The authors believe such a tax would deter people from buying non-nutritious sweet drinks, thereby helping Americans to lose weight and reduce their health risks.

The United States spends some $147 billion -- 9 percent of all health care expenditures -- on medical costs associated with overweight and obesity, the article states.

For consumers, the tax they suggest would increase the cost of a 20-ounce soft drink by 15 to 20 percent and lead to a minimum reduction of 20 calories a day per person from sweetened beverages. The revenue collected would benefit individual states and the federal government.

"There are certain products which make a strong contribution to the obesity epidemic while, conversely, there is no plausible public health benefit [from them]," noted Dr. David Ludwig, senior author of the paper and associate professor of pediatrics at Harvard Medical School.

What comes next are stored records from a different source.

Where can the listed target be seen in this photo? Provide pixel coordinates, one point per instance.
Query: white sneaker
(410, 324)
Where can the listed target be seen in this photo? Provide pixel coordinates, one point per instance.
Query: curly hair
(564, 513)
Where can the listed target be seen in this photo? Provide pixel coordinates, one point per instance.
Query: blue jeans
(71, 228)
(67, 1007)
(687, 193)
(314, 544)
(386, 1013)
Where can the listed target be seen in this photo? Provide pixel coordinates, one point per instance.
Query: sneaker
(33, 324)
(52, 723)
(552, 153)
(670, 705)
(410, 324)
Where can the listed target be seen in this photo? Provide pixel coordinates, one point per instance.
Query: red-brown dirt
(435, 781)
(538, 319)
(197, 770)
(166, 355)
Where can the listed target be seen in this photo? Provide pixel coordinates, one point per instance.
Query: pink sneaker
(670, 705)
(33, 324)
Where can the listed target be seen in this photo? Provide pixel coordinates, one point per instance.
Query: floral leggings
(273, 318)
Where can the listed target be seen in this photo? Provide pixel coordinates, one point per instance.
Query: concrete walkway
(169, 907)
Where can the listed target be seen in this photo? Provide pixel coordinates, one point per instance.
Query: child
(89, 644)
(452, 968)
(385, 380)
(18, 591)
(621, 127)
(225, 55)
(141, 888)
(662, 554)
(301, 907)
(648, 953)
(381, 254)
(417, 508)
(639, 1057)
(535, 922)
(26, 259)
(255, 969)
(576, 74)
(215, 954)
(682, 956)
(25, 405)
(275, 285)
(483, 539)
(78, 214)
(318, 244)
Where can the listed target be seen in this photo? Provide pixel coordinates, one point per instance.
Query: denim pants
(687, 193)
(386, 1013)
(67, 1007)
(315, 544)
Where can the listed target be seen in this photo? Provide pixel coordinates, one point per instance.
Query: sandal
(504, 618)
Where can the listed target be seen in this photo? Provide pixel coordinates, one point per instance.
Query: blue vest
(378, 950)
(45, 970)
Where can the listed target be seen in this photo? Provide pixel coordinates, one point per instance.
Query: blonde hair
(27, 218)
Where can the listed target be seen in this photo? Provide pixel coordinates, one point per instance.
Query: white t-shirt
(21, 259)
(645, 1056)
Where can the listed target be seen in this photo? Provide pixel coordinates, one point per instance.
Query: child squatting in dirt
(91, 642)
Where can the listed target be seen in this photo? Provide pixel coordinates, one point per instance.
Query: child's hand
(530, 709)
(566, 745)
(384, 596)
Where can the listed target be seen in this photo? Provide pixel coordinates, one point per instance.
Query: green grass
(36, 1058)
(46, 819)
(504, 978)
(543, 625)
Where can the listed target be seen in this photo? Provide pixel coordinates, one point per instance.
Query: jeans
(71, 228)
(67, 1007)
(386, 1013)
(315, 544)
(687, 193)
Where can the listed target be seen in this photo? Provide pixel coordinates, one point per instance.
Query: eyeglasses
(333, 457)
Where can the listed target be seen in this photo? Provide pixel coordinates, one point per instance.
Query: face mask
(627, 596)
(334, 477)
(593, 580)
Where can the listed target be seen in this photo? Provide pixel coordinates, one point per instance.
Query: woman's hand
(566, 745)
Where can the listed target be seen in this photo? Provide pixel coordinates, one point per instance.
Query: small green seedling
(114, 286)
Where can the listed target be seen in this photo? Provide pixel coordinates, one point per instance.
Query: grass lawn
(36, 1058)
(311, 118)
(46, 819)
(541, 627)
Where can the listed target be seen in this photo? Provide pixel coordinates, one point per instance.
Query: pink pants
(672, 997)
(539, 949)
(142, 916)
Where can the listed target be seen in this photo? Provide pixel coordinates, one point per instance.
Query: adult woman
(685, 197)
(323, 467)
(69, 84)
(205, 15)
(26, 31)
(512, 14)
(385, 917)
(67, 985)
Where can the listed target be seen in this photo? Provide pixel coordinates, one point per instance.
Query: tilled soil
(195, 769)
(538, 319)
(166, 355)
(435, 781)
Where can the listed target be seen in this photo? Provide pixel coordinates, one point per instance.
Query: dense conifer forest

"None of us are arguing that sugar-sweetened beverages should be banned, but the government needs to raise revenues where we have a huge national deficit," said Ludwig, who is also director of the Optimal Weight for Life Program at Children's Hospital Boston. "We have critical health legislation pending and the requirement to do so without further increasing the deficit.

"What better way to accomplish both lowering health care costs through obesity prevention and funding expansion of health insurance coverage than to add a tax to unhealthy foods," he continued.

The idea of levying a "fat tax" or "Twinkie tax" first gained attention in 1994, when Yale University psychology professor Kelly D. Brownell made the proposal in an op-ed piece in The New York Times. Brownell is lead author of the current paper.